Based on the normalized AUC comparison between i.v. administration of the test substance at the dose level of 8 mg/kg (100% absorbed) and oral administration of the test item at 800 mg/kg as well as via urinary excretion at the oral dose level of 800 mg/kg the percentage of absorbed test item amounted to 1-2% after oral administration.
After oral administration of the substance at the dose level of 800 mg/kg, only about one sixth of the dose was excreted in urine and faeces within 48 hours with about 17 times more in the faeces. At complete absorption after intravenous administration of the substance at the dose level of 8 mg/kg, about half of the dose was already excreted via the urine within 24 hours and about 60 times lower amounts via the faeces.

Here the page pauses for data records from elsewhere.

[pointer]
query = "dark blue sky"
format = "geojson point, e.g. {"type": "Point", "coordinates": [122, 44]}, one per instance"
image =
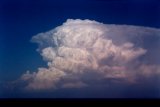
{"type": "Point", "coordinates": [22, 19]}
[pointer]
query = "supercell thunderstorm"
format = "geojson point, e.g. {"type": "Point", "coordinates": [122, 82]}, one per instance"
{"type": "Point", "coordinates": [80, 52]}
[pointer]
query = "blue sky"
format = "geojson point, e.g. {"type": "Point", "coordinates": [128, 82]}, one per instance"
{"type": "Point", "coordinates": [20, 20]}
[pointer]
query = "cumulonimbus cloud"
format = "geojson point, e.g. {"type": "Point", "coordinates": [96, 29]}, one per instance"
{"type": "Point", "coordinates": [81, 47]}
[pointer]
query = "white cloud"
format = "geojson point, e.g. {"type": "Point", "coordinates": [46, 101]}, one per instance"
{"type": "Point", "coordinates": [80, 46]}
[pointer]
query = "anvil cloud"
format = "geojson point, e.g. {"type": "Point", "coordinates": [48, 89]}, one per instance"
{"type": "Point", "coordinates": [81, 51]}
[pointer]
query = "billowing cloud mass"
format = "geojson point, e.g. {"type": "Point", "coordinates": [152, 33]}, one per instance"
{"type": "Point", "coordinates": [80, 53]}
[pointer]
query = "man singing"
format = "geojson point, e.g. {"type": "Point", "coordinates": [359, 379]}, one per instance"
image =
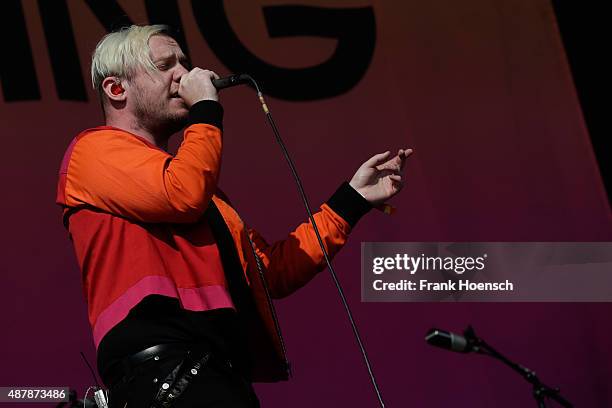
{"type": "Point", "coordinates": [178, 288]}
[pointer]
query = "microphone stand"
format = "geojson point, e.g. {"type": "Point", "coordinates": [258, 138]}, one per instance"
{"type": "Point", "coordinates": [541, 391]}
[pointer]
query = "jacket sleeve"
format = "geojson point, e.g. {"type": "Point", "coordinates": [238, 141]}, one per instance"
{"type": "Point", "coordinates": [293, 262]}
{"type": "Point", "coordinates": [122, 174]}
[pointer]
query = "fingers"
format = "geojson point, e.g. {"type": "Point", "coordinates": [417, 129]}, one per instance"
{"type": "Point", "coordinates": [377, 159]}
{"type": "Point", "coordinates": [403, 155]}
{"type": "Point", "coordinates": [196, 85]}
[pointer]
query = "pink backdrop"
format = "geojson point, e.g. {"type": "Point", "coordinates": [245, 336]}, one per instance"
{"type": "Point", "coordinates": [483, 93]}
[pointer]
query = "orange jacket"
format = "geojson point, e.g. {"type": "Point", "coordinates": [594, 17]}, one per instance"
{"type": "Point", "coordinates": [134, 214]}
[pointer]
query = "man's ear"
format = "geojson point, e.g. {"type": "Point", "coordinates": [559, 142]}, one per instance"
{"type": "Point", "coordinates": [113, 89]}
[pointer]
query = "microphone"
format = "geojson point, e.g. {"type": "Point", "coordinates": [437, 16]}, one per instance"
{"type": "Point", "coordinates": [450, 341]}
{"type": "Point", "coordinates": [232, 80]}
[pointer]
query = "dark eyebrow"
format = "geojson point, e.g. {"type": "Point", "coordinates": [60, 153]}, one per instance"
{"type": "Point", "coordinates": [164, 58]}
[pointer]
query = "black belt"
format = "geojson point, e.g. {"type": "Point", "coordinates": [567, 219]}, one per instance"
{"type": "Point", "coordinates": [131, 365]}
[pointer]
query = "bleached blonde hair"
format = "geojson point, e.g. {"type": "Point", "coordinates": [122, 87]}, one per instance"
{"type": "Point", "coordinates": [120, 53]}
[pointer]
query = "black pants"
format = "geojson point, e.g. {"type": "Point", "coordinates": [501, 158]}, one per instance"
{"type": "Point", "coordinates": [216, 385]}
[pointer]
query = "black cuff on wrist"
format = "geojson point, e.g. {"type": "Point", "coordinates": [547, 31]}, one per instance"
{"type": "Point", "coordinates": [206, 111]}
{"type": "Point", "coordinates": [349, 204]}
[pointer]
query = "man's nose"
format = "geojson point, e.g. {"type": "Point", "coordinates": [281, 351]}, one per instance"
{"type": "Point", "coordinates": [179, 72]}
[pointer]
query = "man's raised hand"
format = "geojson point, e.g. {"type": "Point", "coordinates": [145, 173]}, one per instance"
{"type": "Point", "coordinates": [380, 178]}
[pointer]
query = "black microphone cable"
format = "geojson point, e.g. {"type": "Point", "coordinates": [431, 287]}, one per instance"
{"type": "Point", "coordinates": [244, 78]}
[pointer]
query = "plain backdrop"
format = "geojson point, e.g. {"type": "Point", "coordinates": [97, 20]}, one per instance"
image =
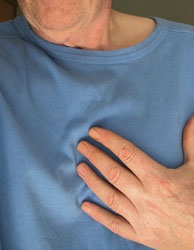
{"type": "Point", "coordinates": [175, 10]}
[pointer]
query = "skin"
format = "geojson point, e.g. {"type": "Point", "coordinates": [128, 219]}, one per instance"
{"type": "Point", "coordinates": [155, 205]}
{"type": "Point", "coordinates": [85, 24]}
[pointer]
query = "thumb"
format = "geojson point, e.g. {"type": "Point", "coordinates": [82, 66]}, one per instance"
{"type": "Point", "coordinates": [188, 141]}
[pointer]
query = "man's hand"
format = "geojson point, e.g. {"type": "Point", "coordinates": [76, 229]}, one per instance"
{"type": "Point", "coordinates": [155, 204]}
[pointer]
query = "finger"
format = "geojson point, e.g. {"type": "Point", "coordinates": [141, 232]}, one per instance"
{"type": "Point", "coordinates": [117, 175]}
{"type": "Point", "coordinates": [109, 195]}
{"type": "Point", "coordinates": [134, 158]}
{"type": "Point", "coordinates": [115, 223]}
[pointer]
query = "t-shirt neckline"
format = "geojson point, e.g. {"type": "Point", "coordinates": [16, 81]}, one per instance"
{"type": "Point", "coordinates": [94, 56]}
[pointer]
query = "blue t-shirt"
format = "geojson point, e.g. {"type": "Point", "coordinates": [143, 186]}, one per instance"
{"type": "Point", "coordinates": [51, 95]}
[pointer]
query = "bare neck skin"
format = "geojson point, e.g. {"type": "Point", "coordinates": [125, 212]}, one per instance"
{"type": "Point", "coordinates": [84, 24]}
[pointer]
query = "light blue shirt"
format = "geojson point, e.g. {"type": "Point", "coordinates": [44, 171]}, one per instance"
{"type": "Point", "coordinates": [51, 95]}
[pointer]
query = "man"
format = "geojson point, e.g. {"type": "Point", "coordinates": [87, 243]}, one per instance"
{"type": "Point", "coordinates": [69, 65]}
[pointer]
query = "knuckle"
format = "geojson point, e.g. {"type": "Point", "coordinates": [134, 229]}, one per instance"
{"type": "Point", "coordinates": [93, 155]}
{"type": "Point", "coordinates": [112, 200]}
{"type": "Point", "coordinates": [114, 226]}
{"type": "Point", "coordinates": [114, 175]}
{"type": "Point", "coordinates": [127, 153]}
{"type": "Point", "coordinates": [166, 187]}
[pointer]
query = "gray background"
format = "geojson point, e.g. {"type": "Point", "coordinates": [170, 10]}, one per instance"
{"type": "Point", "coordinates": [175, 10]}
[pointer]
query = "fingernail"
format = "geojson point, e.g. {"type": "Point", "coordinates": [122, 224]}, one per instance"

Based on the urinary excretion of about 1% after oral administration, the calculated percentage of absorbed parent item excreted into faeces via the bile becomes negligible (0.015 %).
The results indicate that absorption of the parent item is very low after oral administration. Taking into account the incomplete excretion after 48 hours the remaining part of the parent item is assumed to be still present in the intestinal tract.
The oral and i.v. results at the respective dose levels of 800 and 8 mg/kg implicate that biliary excretion of absorbed test item is negligible.